Above: Air Tanker 262, a CL-415, on the ramp at Rapid City Regional Airport, June 3, 2016. @BlackHillsNF photo.
Two air tankers with water-scooping capabilities are now positioned at Rapid City Regional Airport following an assignment at Gaylord, Michigan. Tankers 261 and 262 can skim the surface of a lake scooping up to 1,600 gallons of water into their tanks. If a scoopable lake is near a fire they can put large quantities of water on the blaze, helping the firefighters on the ground (who actually put out the fire). The CL-415 aircraft typically work in pairs, one following the other as they refill the tanks and make the drops.
The agencies have previously scouted the lakes in the Black Hills and identified locations for the tankers to scoop, including Angostura Reservoir, Keyhole Reservoir, and Deerfield Lake.
The Black Hills National Forest (@BlackHillsNF) sent out a Tweet today asking recreationists to give them a wide birth:
Please allow CL 415 Scooper Planes using a lake or other body of water room to do work in wildfire suppression.
The air tankers are a national resource and are frequently moved around depending on wildfire potential.
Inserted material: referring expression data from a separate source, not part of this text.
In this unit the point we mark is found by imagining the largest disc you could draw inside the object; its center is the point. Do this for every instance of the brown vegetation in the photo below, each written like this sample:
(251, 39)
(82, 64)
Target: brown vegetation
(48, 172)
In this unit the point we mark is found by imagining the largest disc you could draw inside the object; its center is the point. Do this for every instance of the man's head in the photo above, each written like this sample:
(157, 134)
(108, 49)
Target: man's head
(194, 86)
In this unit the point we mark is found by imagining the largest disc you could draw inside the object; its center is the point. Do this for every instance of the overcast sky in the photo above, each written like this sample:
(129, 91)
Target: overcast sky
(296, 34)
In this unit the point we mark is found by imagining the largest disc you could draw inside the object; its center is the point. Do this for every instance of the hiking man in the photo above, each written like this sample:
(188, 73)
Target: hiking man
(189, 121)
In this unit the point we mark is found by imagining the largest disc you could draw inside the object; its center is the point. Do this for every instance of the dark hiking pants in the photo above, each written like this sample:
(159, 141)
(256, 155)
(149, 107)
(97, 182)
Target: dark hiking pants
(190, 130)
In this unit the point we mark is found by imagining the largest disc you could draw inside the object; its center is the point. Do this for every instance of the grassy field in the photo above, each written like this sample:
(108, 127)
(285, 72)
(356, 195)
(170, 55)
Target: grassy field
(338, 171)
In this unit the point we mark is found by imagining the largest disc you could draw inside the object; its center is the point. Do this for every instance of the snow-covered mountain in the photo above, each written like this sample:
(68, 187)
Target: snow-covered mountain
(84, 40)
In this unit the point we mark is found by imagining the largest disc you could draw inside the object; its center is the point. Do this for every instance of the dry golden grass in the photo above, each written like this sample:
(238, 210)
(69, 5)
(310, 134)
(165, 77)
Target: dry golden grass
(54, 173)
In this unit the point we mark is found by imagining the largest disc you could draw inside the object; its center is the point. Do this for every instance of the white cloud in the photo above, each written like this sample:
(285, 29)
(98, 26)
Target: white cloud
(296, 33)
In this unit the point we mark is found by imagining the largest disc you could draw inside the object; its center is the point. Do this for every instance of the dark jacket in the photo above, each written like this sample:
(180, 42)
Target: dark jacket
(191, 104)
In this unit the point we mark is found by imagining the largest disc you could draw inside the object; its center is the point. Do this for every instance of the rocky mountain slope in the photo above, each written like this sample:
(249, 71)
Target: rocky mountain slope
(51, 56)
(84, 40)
The assignment at Rapid City is only temporary.
It has been a fairly quiet fire season in the Black Hills so far, but the dispatch center has logged 69 wildland fires this year. Most were less than an acre but three of the more recent were 18, 20, and 193 acres. I imagine the firefighters working on the Storm Hill Fire near Hill City, South Dakota in April would have appreciated a little aerial support.